A January chemical spill in West Virginia that left 300,000 without tap water was just the most recent episode of contamination in a state that has suffered more than its share. Bob Kincaid, a liberal radio host and co-founder of Appalachian Community Health Emergency, said in West Virginia “everything has been for sale to the highest bidder,” with the toll taken out on the health of the people who live there.
“We have sacrificed everything in order to enhance those corporate profits for people who are outside this state,” Kincaid said on MSNBC’s Melissa Harris-Perry. “Let’s understand that most of West Virginia is still owned, in excess of 90 percent, by out-of-state interests.”
That number jumped out at us and when we got in touch with Kincaid, he was quick to say he had made a mistake.
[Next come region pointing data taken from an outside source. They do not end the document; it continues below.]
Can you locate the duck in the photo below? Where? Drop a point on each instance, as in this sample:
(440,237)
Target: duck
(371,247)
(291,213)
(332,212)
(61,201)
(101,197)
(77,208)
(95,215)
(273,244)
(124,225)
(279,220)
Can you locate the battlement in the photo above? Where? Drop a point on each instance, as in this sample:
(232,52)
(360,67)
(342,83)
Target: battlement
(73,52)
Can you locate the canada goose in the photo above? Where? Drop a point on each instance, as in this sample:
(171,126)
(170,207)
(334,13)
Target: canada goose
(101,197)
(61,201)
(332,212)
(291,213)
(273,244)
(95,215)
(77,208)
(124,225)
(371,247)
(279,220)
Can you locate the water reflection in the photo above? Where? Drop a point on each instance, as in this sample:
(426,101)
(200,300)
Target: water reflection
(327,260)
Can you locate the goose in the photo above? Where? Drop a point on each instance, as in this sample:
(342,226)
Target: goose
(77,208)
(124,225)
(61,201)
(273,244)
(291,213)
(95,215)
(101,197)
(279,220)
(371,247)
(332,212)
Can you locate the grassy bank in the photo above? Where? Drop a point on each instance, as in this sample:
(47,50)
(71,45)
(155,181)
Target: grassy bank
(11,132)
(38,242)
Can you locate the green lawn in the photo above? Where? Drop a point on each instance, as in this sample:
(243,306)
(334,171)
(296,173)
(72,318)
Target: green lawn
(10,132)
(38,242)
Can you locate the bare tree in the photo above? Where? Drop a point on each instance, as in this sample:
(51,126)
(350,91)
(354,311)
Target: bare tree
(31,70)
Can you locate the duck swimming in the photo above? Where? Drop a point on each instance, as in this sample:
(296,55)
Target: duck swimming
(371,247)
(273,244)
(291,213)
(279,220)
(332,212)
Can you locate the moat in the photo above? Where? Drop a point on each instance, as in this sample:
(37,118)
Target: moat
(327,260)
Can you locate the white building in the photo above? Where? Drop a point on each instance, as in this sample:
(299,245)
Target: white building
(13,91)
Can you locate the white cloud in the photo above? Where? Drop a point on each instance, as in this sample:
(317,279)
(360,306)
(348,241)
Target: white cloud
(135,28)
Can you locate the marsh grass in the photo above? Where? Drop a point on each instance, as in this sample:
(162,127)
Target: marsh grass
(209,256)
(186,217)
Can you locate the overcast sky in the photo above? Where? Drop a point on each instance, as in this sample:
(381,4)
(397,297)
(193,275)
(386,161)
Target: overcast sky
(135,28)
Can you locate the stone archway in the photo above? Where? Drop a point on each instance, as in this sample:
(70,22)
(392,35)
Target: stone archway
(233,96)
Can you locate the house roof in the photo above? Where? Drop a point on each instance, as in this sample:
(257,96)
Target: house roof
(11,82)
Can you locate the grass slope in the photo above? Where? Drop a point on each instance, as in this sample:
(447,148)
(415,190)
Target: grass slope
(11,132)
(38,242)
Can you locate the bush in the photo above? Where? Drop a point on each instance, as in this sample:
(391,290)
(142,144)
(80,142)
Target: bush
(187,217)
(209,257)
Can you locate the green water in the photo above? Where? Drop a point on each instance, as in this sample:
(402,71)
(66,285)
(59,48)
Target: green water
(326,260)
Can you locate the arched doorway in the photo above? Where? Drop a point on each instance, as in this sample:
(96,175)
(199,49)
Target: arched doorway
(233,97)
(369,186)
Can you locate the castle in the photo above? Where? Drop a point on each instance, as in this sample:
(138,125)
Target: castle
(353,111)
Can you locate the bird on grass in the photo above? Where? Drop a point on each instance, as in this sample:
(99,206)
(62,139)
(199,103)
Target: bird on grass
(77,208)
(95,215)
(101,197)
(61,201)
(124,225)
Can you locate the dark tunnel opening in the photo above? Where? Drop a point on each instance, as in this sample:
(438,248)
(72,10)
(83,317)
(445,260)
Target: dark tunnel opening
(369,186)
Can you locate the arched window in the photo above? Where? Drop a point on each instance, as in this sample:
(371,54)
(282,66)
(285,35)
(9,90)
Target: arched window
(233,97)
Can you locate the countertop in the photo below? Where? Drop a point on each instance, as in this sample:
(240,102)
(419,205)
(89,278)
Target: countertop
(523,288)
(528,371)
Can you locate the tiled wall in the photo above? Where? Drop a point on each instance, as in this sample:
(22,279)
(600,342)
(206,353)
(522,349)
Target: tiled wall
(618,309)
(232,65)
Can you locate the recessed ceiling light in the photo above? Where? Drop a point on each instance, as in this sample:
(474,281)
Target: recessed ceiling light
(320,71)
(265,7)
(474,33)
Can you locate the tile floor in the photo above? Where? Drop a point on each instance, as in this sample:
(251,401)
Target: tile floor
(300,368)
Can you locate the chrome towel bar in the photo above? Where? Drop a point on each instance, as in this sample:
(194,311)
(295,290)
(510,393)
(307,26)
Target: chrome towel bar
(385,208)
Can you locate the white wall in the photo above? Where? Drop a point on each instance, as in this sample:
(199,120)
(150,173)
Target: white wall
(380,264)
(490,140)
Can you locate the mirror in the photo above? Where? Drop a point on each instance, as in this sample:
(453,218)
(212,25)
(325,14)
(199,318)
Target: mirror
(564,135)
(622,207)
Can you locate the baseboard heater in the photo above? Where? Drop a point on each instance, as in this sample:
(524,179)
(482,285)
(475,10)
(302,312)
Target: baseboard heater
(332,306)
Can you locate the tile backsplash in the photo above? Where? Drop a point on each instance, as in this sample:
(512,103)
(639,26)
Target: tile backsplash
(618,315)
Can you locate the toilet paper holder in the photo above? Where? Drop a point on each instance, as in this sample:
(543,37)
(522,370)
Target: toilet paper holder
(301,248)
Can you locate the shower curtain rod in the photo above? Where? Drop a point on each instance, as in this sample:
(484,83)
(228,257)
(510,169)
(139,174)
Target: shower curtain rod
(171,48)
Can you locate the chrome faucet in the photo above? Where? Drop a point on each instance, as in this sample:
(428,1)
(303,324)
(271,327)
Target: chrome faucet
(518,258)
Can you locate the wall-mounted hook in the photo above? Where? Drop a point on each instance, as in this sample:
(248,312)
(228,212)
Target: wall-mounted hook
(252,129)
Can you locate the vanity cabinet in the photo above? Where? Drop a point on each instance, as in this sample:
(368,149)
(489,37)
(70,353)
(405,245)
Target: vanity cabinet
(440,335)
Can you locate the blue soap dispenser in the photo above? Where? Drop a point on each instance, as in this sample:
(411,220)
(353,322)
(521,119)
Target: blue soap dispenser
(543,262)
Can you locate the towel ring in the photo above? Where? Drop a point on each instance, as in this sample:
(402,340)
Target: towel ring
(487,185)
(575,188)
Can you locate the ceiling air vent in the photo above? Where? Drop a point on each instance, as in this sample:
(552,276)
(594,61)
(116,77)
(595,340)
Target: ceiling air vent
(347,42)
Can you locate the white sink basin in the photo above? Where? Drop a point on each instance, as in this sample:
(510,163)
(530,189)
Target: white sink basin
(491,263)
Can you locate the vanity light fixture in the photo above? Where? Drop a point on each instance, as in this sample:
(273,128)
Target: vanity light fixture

“The number is lower,” he said. But whatever the number, Kincaid said it wasn’t central to his point. “The germane fact remains that 300,000 human beings are involuntarily participating in an unconscionable experiment on them, and that is a terrifying reality.”
West Virginia has been rich in coal and timber and the trade-off of who benefits the most from mining and logging is a topic that has simmered for many decades in the state. A landmark 1974 study by a local investigative journalist found that absentee landlords owned or controlled two-thirds of the state’s private land. (That’s obviously well short of 90 percent.)
In 2013, a follow-up report from the West Virginia Center for Budget and Policy, a group that focuses on the needs of the moderate- and low-income people, and the American Friends Service Committee, found that the fraction of land concentrated in the hands of relatively few owners is much less today.
The 10 largest landowners are all headquartered out of state and they hold title to about 12 percent of the state’s private acreage.